In The Houses October Built we find five friends on the search for the ultimate Halloween attraction. Most of them have done the theme parks and the haunted houses, and now they’re looking for the next level of holiday scares. We’re quickly introduced to Zack, Brandy and Mikey. And also Bobby and Jeff, but Bobby works the camera and Jeff drives so they’re relegated to being secondary characters fairly quickly.

Packing up the RV, they grab the camera and head out into rural Texas to seek out chills and thrills. If you’re a horror fan, you can certainly relate: We all like to be, if not truly frightened, then at least spooked a bit. And so they hit the open road and find haunted houses, zombie paintball and a Halloween-themed strip club, since the movie really wants to earn its R rating.

They’re also menaced by antagonistic clowns and a six-foot tall blood-stained bunny wielding an axe, and I’m now wondering why the entire movie wasn’t built around that character.

Along the way Zack catches wind of the Blue Skeleton, a mysterious horror attraction that moves to a new location every year. This year it’s in Louisiana and so the five leave Texas for the Bayou State, intent on finding the ultimate extreme haunt. And of course, they find more than they bargained for.

Now from the beginning of the film, you know things are going to go badly for our protagonists, as it opens with Brandy being put into the trunk of a car. A trunk which conveniently has a camera inside, since you can’t find footage that doesn’t exist. The end of the film loops back around and we find out what happened to our intrepid quintet in a series of fairly confusing first-person POV shots. The found footage format is the conceit, of course, but I couldn’t help feeling that The Houses October Built would have worked much better in a standard movie format. Which would likely have been too expensive to do, thus ending the project before it even got started, and that would have been a bummer.

So I can’t be too hard on this movie. At the very least it tries to make the most of its format, rather than just relying on the found footage gimmick, which had grown stale even by 2014, to entirely carry the movie. Yes, Paranormal Activity, I am looking at you.
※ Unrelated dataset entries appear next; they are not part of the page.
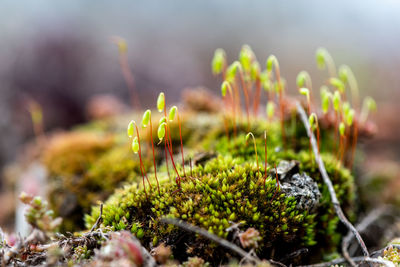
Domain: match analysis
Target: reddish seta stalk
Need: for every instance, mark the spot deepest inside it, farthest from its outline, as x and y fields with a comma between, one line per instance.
x=180, y=136
x=246, y=98
x=277, y=181
x=354, y=143
x=265, y=158
x=169, y=145
x=257, y=97
x=142, y=169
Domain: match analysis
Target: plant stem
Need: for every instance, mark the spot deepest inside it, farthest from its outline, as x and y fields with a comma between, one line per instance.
x=278, y=79
x=180, y=136
x=277, y=181
x=354, y=143
x=265, y=157
x=246, y=96
x=256, y=101
x=255, y=149
x=169, y=144
x=142, y=169
x=129, y=79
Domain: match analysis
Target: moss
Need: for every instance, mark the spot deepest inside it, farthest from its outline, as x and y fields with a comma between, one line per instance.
x=229, y=189
x=391, y=253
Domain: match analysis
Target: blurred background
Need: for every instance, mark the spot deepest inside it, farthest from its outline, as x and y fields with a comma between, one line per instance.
x=60, y=54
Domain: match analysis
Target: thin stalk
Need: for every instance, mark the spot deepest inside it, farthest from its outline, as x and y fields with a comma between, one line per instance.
x=166, y=158
x=233, y=108
x=142, y=169
x=265, y=157
x=354, y=143
x=169, y=144
x=180, y=136
x=154, y=158
x=256, y=101
x=277, y=181
x=278, y=79
x=246, y=96
x=255, y=149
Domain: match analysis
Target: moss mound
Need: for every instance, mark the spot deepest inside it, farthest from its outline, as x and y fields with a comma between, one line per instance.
x=219, y=191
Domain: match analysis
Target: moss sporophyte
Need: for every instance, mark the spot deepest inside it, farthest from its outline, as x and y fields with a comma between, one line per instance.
x=226, y=184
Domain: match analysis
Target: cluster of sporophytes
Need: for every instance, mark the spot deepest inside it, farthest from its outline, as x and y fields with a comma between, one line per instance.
x=235, y=182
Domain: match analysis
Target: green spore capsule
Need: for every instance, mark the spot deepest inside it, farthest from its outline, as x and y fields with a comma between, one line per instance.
x=146, y=118
x=172, y=113
x=161, y=102
x=135, y=145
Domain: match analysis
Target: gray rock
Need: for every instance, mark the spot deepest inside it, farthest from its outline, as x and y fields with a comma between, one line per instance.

I’ll cautiously put The Houses October Built on the gem side of the found footage column**, even if it is a rough one. The characters are a decent lot, the film moves along fairly well and we get a peek at some pretty nifty real-life haunted attractions. I will say that Bobby really needs a steadicam stabilizer for his camera, though. Hopefully he made enough on this film to buy one for the sequel.

*”Ninety percent of everything is crap.” Theodore Sturgeon obviously foresaw the rise of social media.

**No, I know. Not exactly a ringing endorsement, but it’s a found footage movie! Just being above-average with that gimmick is an impressive feat.

Intermission!

  • The Feaster Bunny! Seriously, that’s the moneymaker, guys.
  • Mikey in bright pink underwear is not something I expected to see.
  • Look, If I glance out of the RV window and find it surrounded by clowns, I’m hitting the gas and never looking back.
  • “Ask for Giggles at the D&D Bar.” That sounds like bad advice.
  • Leaving the camera unattended in the shady dive bar is a hilariously bad idea. Leaving Brandy alone in the shady dive bar is borderline criminal.
  • What’s with the blue light bar? It looks like a Jedi got lost and wandered into the movie.